Know any recipe’s nutrition today! With NutriCook software for PCs,.just enter your recipe and within minutes you will know complete nutrition for each serving.
User Ratings and Reviews
1 Star Inaccurate software program
I purchased this program directly from the manufacturer, Chefnology Software. I put in two recipes and immediately noticed errors. The most obvious was that the software had Splenda (no calorie sweetener) as having calories (23 calories in two little packets)!!! I needed an accurate program for my husband’s restricted diet, and this is not the program for that. If you are looking for accuracy, don’t buy this program. (Chefnology Software apologized and gave me a full refund.)
5 Stars Response from Chefnology re “Inaccurate software program” review
At Chefnology, we base our information on the most trustworthy source we can find, the U.S. Department of Agriculture, Agricultural Research Service USDA National Nutrient Database for Standard Reference. The erroneous data value for Splenda came directly from this database, release SR18. Therefore, one can assume any program that uses the USDA database as reference would have also had this error. We have further verified the nutritional calculations extensively using several professional texts (including Professional Cooking by Giisslen, a book used by professional cooking schools and chefs, that comes with nutrition software included) and in every case the results agreed.
When Julie initially contacted us we thanked her for alerting us to this and apologized for any issues this incorrect value may have caused, explaining that we can only be as accurate as the data we have been provided.
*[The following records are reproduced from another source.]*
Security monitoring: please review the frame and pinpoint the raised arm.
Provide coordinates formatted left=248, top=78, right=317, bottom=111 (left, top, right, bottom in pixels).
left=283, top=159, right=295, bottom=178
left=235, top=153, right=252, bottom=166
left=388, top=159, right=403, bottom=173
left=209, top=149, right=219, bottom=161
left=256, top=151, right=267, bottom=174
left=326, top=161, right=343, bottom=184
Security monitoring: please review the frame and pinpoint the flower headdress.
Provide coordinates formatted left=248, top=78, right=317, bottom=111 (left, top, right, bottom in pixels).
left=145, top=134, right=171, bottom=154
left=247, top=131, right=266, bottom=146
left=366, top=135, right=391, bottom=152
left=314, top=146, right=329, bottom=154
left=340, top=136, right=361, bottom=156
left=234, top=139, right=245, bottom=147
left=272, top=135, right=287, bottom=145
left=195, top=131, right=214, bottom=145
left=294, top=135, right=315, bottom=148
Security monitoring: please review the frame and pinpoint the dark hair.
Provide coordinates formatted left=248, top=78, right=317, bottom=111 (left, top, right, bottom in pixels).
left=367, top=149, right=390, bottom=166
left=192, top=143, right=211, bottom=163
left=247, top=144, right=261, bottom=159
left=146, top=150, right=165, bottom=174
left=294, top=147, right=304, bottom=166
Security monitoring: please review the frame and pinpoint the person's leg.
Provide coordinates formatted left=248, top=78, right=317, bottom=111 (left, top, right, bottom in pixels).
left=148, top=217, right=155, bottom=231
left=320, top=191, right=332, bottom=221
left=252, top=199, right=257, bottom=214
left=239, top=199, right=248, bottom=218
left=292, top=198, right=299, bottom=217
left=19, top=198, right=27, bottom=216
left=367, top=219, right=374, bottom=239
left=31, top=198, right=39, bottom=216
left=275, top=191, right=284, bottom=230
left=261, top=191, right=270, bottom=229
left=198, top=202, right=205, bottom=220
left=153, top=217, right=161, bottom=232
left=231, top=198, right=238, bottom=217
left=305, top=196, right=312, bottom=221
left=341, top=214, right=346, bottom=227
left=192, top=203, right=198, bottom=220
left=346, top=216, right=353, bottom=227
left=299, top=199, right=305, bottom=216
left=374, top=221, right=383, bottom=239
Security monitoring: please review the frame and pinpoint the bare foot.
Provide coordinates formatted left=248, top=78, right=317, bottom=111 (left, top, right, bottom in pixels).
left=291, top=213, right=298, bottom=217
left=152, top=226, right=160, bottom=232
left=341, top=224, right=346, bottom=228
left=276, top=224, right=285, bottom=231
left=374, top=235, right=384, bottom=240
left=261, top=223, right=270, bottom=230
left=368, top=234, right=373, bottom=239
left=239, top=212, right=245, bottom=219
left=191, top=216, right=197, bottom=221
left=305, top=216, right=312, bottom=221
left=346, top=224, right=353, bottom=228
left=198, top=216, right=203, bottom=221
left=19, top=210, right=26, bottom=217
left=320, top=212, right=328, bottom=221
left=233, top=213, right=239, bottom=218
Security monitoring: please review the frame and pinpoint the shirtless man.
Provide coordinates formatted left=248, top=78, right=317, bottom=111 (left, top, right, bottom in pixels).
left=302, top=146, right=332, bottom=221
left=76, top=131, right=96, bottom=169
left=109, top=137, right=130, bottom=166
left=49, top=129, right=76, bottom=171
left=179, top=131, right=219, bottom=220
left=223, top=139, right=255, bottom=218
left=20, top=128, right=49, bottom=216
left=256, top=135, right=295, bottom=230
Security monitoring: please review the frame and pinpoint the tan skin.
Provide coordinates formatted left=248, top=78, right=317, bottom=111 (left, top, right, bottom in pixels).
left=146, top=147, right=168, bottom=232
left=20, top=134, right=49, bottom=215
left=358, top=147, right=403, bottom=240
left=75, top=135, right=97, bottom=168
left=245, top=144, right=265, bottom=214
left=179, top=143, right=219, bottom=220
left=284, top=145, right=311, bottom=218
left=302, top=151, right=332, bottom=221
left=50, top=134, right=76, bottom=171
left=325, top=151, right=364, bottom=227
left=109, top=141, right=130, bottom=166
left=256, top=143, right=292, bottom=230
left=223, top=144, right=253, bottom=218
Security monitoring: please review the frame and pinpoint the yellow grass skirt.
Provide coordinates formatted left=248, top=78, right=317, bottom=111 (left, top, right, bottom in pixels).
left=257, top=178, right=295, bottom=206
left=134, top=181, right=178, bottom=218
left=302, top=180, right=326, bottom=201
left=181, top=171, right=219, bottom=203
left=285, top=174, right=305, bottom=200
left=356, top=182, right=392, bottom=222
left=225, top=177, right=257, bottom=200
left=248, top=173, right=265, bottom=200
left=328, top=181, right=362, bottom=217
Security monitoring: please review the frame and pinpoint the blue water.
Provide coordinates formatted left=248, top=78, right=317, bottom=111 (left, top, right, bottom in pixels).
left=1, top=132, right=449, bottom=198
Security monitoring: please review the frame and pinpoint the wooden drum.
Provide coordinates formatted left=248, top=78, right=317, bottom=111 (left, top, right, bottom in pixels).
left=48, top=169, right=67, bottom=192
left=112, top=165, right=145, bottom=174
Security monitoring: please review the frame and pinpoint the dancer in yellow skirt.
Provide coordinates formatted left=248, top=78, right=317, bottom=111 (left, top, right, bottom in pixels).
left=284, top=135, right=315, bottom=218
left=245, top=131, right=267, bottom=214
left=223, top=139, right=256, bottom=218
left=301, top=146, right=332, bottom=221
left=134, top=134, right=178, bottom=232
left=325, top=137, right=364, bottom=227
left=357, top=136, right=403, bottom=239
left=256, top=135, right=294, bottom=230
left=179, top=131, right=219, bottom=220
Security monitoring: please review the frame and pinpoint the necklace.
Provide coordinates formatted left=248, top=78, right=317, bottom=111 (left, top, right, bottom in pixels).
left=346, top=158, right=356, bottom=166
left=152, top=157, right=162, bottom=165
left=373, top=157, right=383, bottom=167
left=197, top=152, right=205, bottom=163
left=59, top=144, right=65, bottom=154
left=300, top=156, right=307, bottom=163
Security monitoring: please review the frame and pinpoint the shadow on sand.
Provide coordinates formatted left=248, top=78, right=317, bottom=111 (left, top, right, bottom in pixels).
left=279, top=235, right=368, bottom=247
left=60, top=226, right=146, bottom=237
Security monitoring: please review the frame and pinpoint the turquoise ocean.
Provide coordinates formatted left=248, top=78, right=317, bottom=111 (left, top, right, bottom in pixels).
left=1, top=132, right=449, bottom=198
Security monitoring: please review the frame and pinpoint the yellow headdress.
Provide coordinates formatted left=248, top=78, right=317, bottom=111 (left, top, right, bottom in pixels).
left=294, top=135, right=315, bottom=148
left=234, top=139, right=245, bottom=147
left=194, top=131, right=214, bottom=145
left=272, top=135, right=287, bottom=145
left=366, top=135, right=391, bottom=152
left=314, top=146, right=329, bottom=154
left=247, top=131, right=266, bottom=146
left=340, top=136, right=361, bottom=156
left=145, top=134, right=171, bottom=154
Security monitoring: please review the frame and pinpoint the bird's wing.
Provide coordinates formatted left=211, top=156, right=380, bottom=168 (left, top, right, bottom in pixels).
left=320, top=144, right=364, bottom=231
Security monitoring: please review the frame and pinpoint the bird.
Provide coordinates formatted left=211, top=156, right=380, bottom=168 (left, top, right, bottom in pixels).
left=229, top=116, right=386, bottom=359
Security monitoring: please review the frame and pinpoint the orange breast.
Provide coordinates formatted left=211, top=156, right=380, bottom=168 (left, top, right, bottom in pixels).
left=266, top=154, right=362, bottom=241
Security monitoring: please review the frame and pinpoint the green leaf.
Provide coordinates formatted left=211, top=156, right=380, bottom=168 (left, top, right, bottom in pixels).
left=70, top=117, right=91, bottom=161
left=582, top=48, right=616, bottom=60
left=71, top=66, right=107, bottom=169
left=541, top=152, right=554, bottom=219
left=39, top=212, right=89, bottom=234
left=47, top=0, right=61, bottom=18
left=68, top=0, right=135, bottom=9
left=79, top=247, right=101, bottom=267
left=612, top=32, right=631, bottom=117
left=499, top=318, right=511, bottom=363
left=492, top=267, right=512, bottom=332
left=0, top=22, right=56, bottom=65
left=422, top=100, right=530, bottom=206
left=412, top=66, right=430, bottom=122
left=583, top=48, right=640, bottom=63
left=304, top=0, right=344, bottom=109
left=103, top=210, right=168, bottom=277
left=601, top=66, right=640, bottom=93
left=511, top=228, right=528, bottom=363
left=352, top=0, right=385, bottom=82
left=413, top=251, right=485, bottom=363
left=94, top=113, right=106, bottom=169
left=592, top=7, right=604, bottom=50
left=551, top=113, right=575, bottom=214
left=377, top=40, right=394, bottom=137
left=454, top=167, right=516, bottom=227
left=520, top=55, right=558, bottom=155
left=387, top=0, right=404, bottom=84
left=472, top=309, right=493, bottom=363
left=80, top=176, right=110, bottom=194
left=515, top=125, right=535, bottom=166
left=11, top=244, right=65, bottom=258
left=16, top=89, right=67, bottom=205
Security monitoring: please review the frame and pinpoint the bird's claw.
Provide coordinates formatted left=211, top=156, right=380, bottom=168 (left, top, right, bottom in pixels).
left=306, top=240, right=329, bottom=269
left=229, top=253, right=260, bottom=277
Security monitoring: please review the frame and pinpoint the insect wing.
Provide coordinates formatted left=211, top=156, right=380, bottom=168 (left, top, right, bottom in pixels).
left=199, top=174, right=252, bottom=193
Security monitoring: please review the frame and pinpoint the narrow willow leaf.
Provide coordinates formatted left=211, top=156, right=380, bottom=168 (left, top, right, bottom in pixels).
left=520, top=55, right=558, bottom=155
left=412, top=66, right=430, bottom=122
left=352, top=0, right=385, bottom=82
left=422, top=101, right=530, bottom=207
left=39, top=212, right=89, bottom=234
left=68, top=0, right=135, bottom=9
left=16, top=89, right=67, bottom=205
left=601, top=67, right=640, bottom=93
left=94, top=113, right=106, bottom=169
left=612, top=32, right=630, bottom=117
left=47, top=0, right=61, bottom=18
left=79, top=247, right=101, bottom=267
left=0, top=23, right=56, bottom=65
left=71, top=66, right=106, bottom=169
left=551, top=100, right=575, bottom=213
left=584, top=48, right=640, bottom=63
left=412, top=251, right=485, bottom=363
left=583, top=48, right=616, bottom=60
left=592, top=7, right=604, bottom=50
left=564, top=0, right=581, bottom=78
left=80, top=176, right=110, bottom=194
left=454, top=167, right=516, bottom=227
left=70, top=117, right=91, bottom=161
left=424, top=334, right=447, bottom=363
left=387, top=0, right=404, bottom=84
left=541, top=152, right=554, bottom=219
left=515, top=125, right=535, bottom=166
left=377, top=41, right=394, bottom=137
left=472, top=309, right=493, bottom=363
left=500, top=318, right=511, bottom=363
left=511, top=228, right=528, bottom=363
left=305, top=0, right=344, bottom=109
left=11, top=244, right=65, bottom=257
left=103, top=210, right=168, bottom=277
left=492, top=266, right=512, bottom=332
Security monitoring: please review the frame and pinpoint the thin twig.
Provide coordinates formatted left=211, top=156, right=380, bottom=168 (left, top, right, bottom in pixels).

We further explained that though we check through the information for accuracy and user friendly naming, being a small company we rely on our customers to let us know when a discrepancy may have been missed so we can research it, make the correction and issue an update or notice. The only specific problem that Julie was able to point out to us was the incorrect calorie value for Splenda. Thanks to her contacting us, this issue has been corrected in the current release. We asked her for details of the other “errors” but she did not provide any. As it is an easy procedure to correct this one database entry, or to add a new item for Splenda with the correct values, we offered Julie a way to correct the problem in her program while awaiting the update. Julie chose instead to ask for a refund, which we provided without hesitation. This being the case, we do not feel she really gave the product a full evaluation before giving this feedback.
Chefnology is a unique company in that we are not a large corporation nor are we backed by one. Every person who works for us is also a user of the product as are their family and friends. We feel that this enables us to make our product be the most comprehensive and complete for the average person as well as the many food professionals who have purchased and use our product on a daily basis. We value our customers and will when needed, work closely with individuals to make sure they are getting the most from the program, even adding features that are requested, such as Label Making. We ask that if you are considering purchasing NutriCook, that you make the evaluation yourself, we are confident that you will agree with our many satisfied customers that this is a valuable program delivering exactly what is promised.